Lafayette and Shreveport are further along because oil and gas firms have been the early adopters of CNG. Baton Rouge doesn’t have those types of companies or their large, commercial fleets, said Gifford Briggs, vice president of the Louisiana Oil and Gas Association.

But a massive conversion by the city-parish, or CATS switching its buses to natural gas, would get the average person to think about making the same move, Briggs said. Less than 1 percent of Louisiana’s cars and trucks run on natural gas, and roughly 2 percent nationwide.

There are about 120,000 natural gas vehicles in the United States and more than 15.2 million worldwide, according to NGVAmerica. There are about 1,000 natural gas fueling stations nationally, with about half open to the public.

Baton Rouge has three public CNG stations and one private station. Entergy has a private station and owns the CNG equipment at two of Lavigne Oil’s stations. The stations didn’t have much business before 2010 but now serve about 50 vehicles a day, Entergy spokeswoman Charlotte Cavell said.

Lavigne Oil Controller Anne Virgets said the company installed the CNG equipment in the early 1990s, back when everyone was talking about the coming move to natural gas. The talk remained just that for years, but interest in CNG has resurfaced recently, with abundant natural gas supplies and cheaper prices. Lavigne Oil is even looking at adding CNG service to some of its stations along Interstate 10 to serve commercial customers.

Lavigne is far from alone.

On Thursday, Chicago-based Trillium CNG announced it will build 101 public CNG stations nationwide — three of them in Louisiana — by 2016. Trillium said it plans to build the stations off major interstates but no specific locations were available.

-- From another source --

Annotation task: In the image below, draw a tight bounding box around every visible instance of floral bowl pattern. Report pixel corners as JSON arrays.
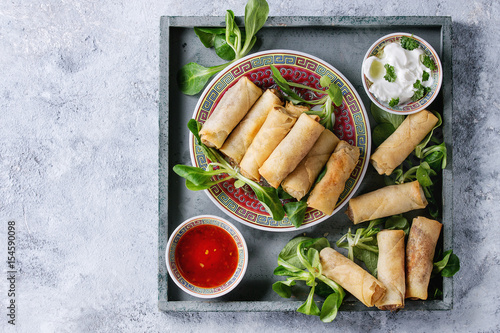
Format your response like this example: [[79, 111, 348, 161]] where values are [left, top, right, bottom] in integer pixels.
[[361, 32, 443, 115]]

Earlier this week, Houston-based Halliburton announced it has rolled out nearly 100 light-duty, compressed natural gas trucks in Louisiana and six other states, with an eye toward moving all of its pickups to CNG. Louisiana has five of the new CNG trucks.

Larry Deweese, Halliburton global manager for equipment maintenance, said Halliburton has 10,000 vehicles in its U.S. fleet but hasn’t decided how many eventually will run on natural gas.

Deweese said he did not know the size of Halliburton’s fleet in Louisiana, but the company is all over the Gulf Coast, as well as Bossier City.

Deweese said the company will place the CNG vehicles where appropriate. In the short term, Halliburton plans to fuel its CNG trucks at public stations, but if the fleet grows large enough and the numbers make sense, the company might consider building its own stations.

It costs a little less than $10,000 to convert a truck to natural gas, but Halliburton will easily recover the additional expense.

Halliburton replaces its trucks every four or five years, depending on usage, Deweese said. The company estimates that burning natural gas will slash its trucks’ emissions by 90 percent and cut fuel costs by $5,100 a year.